It just does everything piecewise. Up to you to make sure it’s continuously differentiable at the condition boundaries.

Loops work by just building up more of the expression graph, with the conditions behaving the same way as this in just determining which expression to differentiate.

Right. Thanks, @syclik, @Bob_Carpenter! That’s very clear.

So, if I understand correctly, the interpretation of conditionals like this is OK because they would only cause non-differentiability at a set of measure 0, meaning that we never encounter those points in running HMC?

While constructs, I find a little more difficult to interpret. I guess the assumption is that at any point, the while loop terminates after finitely many passes, resulting in a finite expression tree which we can just differentiate?
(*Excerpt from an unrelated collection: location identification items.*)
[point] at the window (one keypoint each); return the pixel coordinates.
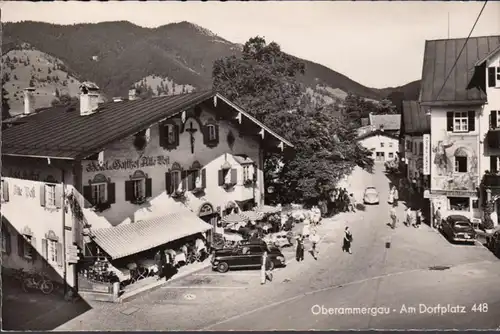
(176, 179)
(460, 121)
(459, 203)
(212, 135)
(461, 164)
(99, 193)
(139, 188)
(170, 133)
(28, 250)
(50, 195)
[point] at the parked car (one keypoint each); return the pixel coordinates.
(371, 196)
(246, 255)
(493, 241)
(458, 228)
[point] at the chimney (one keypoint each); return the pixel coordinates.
(132, 94)
(29, 100)
(89, 98)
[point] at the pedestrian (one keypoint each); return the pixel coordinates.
(419, 218)
(346, 246)
(394, 217)
(314, 239)
(438, 218)
(299, 252)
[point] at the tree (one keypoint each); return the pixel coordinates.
(5, 104)
(264, 82)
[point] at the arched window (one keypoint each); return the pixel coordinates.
(461, 160)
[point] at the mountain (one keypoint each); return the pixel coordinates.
(117, 55)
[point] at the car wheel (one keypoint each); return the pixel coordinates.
(222, 267)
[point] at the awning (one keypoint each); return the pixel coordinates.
(125, 240)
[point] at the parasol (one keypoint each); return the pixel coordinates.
(268, 209)
(234, 218)
(252, 215)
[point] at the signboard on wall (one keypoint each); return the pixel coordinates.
(426, 158)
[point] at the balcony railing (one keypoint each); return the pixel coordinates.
(491, 181)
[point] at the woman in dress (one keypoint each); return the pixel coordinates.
(346, 247)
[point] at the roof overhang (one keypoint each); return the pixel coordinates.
(472, 103)
(488, 56)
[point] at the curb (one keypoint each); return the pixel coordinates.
(153, 286)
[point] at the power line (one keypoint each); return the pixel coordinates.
(463, 48)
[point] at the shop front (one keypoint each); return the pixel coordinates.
(123, 258)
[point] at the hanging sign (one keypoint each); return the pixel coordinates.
(426, 159)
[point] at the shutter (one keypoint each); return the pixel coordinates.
(34, 252)
(58, 194)
(216, 128)
(45, 249)
(184, 180)
(491, 77)
(493, 164)
(176, 132)
(42, 194)
(191, 180)
(8, 240)
(168, 183)
(59, 254)
(449, 121)
(162, 134)
(149, 187)
(234, 176)
(221, 177)
(5, 191)
(129, 191)
(203, 178)
(204, 130)
(20, 245)
(111, 193)
(472, 120)
(87, 196)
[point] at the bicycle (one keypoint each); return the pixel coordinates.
(39, 281)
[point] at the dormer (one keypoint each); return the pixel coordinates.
(89, 98)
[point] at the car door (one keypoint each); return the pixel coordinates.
(255, 256)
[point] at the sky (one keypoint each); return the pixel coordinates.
(378, 44)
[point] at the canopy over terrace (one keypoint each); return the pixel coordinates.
(129, 239)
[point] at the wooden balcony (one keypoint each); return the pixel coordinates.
(491, 181)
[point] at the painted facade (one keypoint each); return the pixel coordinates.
(455, 170)
(122, 160)
(384, 148)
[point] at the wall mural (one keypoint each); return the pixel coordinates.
(444, 176)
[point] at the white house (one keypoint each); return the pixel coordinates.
(459, 120)
(81, 173)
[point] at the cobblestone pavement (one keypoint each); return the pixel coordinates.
(206, 299)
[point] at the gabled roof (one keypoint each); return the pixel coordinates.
(439, 57)
(415, 119)
(62, 133)
(377, 133)
(389, 122)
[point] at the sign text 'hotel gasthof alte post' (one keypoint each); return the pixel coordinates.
(124, 164)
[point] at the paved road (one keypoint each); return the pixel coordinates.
(372, 276)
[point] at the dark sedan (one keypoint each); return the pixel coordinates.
(246, 255)
(458, 228)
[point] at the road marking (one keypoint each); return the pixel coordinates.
(204, 287)
(244, 314)
(227, 274)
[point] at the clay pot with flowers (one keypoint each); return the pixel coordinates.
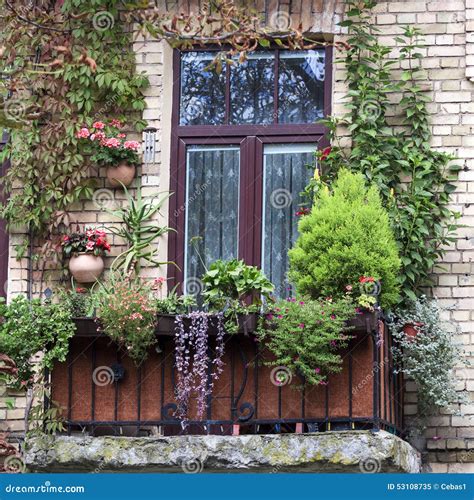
(85, 251)
(109, 147)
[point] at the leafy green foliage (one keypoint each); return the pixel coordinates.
(233, 281)
(127, 314)
(306, 336)
(415, 182)
(346, 236)
(175, 304)
(430, 358)
(31, 327)
(138, 230)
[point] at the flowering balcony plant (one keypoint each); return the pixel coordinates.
(85, 250)
(109, 147)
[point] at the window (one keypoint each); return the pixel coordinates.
(243, 140)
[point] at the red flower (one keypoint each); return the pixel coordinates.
(325, 153)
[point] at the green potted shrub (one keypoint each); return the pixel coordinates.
(346, 244)
(238, 290)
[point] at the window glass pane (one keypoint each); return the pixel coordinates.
(252, 90)
(212, 208)
(286, 174)
(202, 91)
(301, 86)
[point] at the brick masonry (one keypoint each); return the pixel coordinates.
(448, 26)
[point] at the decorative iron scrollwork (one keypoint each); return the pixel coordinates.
(168, 411)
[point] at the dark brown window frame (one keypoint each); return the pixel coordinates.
(251, 139)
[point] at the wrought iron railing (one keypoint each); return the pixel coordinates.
(247, 398)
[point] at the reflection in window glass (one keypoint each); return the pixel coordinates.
(301, 86)
(212, 208)
(202, 91)
(286, 174)
(252, 90)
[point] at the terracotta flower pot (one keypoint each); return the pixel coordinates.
(122, 173)
(86, 267)
(411, 330)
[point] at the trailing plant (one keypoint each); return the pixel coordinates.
(90, 240)
(345, 239)
(139, 230)
(30, 327)
(196, 371)
(306, 336)
(415, 181)
(106, 145)
(126, 313)
(430, 358)
(62, 68)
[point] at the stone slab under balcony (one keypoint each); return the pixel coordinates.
(344, 451)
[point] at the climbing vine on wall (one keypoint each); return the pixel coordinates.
(61, 68)
(415, 181)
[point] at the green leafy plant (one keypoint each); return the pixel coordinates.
(139, 231)
(29, 327)
(236, 289)
(233, 281)
(430, 358)
(107, 145)
(415, 181)
(306, 336)
(345, 238)
(127, 314)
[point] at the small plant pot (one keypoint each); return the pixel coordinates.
(123, 173)
(85, 267)
(411, 330)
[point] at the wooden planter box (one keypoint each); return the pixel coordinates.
(365, 394)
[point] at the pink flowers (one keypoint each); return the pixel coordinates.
(111, 143)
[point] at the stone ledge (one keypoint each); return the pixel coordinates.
(345, 451)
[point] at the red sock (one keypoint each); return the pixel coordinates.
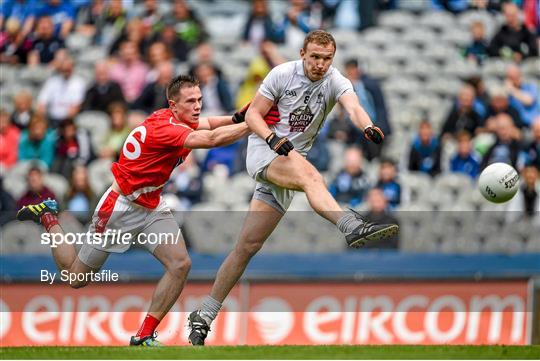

I guess one difference between Stan and stuff that people might ultimately want to do with a general purpose probabilistic programming language (potentially) is write programs that are actually non-terminating (like servers) but which exhibit intelligent probabilistic behaviour (for instance, do smart crypto stuff). I’m just speculating here, of course, but I’m trying to see how we should construct a semantic framework for understanding probabilistic programming. Another related thing I’d be slightly worried about with while constructs, more so than case constructs, is that we can define densities that become non-differentiable on sets of non-zero measure. (I think of the use of while loops as defining countable sums of densities. Is this right?) I guess it’s just the responsibility of the programmer not to write code like that.

I guess this points to the following rule for differentiating while loops:
Let f be defined through a while loop.

  • If f terminates for input u, expand the while loops and differentiate as usual.
  • If f diverges at u, so does f’.

No. HMC requires C^{1} densities and even cusps over a set of measure 0 will break the algorithm. The way to think about it intuitively is the problem arises not when you land on a discontinuity but rather when you pass a discontinuity. A numerical integrator jump over the discontinuities and ignores them, consequently simulating the wrong dynamics.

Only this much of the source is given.